Unfortunately differences in the tacit alliance of anti-fascists proved too much, helping the Nationalists win the war by 1939, and led to the start of a 35 year long fascist dictatorship under General Francisco Franco. While short lived, the influence of anarchists and communists can still be seen today in Spain, as these were the political tendencies that fought the greatest against fascism even during the dictatorship. Still in Catalonia, cooperatives make up a significant part of the economy, and the largest cooperative in the world, the Mondragon Corporation, is based in the Basque Country in Spain.

“I had dropped more or less by chance into the only community of any size in Western Europe where political consciousness and disbelief in capitalism were more normal than their opposites. Up here in Aragón one was among tens of thousands of people, mainly though not entirely of working-class origin, all living at the same level and mingling on terms of equality. In theory it was perfect equality, and even in practice it was not far from it. There is a sense in which it would be true to say that one was experiencing a foretaste of Socialism, by which I mean that the prevailing mental atmosphere was that of Socialism. Many of the normal motives of civilised life– snobbishness, money-grubbing, fear of the boss, etc.– had simply ceased to exist. The ordinary class-division of society had disappeared to an extent that is almost unthinkable in the money-tainted air of England; there was no one there except the peasants and ourselves, and no one owned anyone else as his master.” — George Orwell, Homage to Catalonia, ch. VII (written before his more famous books 1984 and Animal Farm)

The anarcho-syndicalist legacy could perhaps also extend into one of the more interesting albeit nascent innovations seen in the crypto space occupied by Decentralized Autonomous Organizations (DAOs). While there are varying degrees as to how this is practiced, DAOs live and die by their contributor's input, mirroring similar patterns as what was seen in Anarchist Catalonia and other worker-controlled regions of Spain during the Spanish Civil War.

Decentralized Autonomous Organizations

So what exactly are DAOs? Dudes Arguing Online? Doing A lot Online? (Not too far off honestly). One of the two great religious/philosophical systems of China traced to the mythical Laozi? If you ask around, similar to various other complex and emergent concepts, you’ll likely get as many definitions as the amount of people you ask.

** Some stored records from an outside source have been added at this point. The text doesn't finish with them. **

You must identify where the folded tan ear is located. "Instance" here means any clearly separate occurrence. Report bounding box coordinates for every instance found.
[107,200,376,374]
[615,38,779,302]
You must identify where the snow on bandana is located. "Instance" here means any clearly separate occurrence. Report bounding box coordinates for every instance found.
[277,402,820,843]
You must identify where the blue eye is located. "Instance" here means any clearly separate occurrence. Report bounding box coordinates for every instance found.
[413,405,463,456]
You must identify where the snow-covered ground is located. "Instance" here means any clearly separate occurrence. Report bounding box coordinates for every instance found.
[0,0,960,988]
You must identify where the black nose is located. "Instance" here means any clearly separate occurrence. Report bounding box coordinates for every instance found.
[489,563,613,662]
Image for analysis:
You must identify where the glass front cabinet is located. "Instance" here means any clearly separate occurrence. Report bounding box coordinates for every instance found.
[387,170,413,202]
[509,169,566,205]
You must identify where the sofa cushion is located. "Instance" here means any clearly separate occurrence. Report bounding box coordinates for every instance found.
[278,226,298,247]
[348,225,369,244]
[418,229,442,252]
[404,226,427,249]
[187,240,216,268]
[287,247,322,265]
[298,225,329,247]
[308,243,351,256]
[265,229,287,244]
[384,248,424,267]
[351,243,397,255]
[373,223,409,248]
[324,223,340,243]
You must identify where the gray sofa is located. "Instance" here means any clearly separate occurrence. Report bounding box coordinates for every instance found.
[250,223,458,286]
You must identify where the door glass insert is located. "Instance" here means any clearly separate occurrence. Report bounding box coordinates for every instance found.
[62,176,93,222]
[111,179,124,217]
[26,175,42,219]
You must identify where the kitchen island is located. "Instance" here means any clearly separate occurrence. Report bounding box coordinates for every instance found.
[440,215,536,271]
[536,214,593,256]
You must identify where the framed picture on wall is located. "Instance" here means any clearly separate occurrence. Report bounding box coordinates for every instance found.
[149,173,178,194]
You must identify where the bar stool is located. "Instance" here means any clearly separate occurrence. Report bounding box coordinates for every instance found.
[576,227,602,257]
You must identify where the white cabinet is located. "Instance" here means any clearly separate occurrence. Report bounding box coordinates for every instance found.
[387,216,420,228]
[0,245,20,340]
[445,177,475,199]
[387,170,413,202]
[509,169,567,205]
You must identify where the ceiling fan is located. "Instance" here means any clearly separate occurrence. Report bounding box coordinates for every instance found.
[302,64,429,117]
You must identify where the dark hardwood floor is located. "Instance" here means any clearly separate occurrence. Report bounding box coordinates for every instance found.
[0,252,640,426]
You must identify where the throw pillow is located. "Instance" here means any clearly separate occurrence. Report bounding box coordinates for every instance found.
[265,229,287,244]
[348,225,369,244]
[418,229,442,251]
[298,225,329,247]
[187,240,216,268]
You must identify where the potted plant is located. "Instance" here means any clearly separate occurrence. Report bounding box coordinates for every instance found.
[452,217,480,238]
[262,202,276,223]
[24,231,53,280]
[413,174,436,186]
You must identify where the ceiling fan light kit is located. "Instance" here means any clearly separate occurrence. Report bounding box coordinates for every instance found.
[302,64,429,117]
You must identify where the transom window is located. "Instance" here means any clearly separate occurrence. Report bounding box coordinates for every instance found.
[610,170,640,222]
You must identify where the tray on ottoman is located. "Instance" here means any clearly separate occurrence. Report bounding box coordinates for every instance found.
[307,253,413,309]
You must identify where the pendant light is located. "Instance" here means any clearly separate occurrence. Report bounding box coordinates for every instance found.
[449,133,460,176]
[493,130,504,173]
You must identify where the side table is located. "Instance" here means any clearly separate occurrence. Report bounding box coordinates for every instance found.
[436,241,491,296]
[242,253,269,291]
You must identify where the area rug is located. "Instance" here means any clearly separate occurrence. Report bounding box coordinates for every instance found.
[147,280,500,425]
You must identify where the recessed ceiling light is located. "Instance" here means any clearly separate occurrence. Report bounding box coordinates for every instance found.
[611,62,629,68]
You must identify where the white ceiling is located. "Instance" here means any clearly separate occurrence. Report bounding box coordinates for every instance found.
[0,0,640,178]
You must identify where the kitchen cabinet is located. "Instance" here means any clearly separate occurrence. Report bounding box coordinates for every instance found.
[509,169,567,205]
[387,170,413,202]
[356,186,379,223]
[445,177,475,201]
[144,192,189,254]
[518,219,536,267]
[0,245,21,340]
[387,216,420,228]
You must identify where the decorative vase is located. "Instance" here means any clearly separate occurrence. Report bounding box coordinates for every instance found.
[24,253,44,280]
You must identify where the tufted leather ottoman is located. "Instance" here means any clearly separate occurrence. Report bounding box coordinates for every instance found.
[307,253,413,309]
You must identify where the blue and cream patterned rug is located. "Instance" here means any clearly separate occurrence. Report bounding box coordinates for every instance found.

Let’s review a couple of the definitions scouring the internet.

According to An Introduction to DAOs by pet3rpan, “DAOs are internet-native organizations that are run and managed by communities through transparent decision-making processes.” According to FurtherField, an artist-led online community, arts organisation and online magazine based in London that has been exploring blockchain since at least 2013, a DAO is “An organisation which runs on a blockchain, constituted by a series of smart contracts; pieces of code which perform the function of a legal agreement without the interference of a corruptible or fallible human.” In Kei Kreutler’s now famous piece, A Pre-History of DAOs, she goes through the many evolutions of what a DAO was imagined to be and the many different emergent forms it has taken after its first experiments. She notes the overlap some DAOs have with the cooperative Rochdale Principles including autonomy, open membership, democratic member control, etc.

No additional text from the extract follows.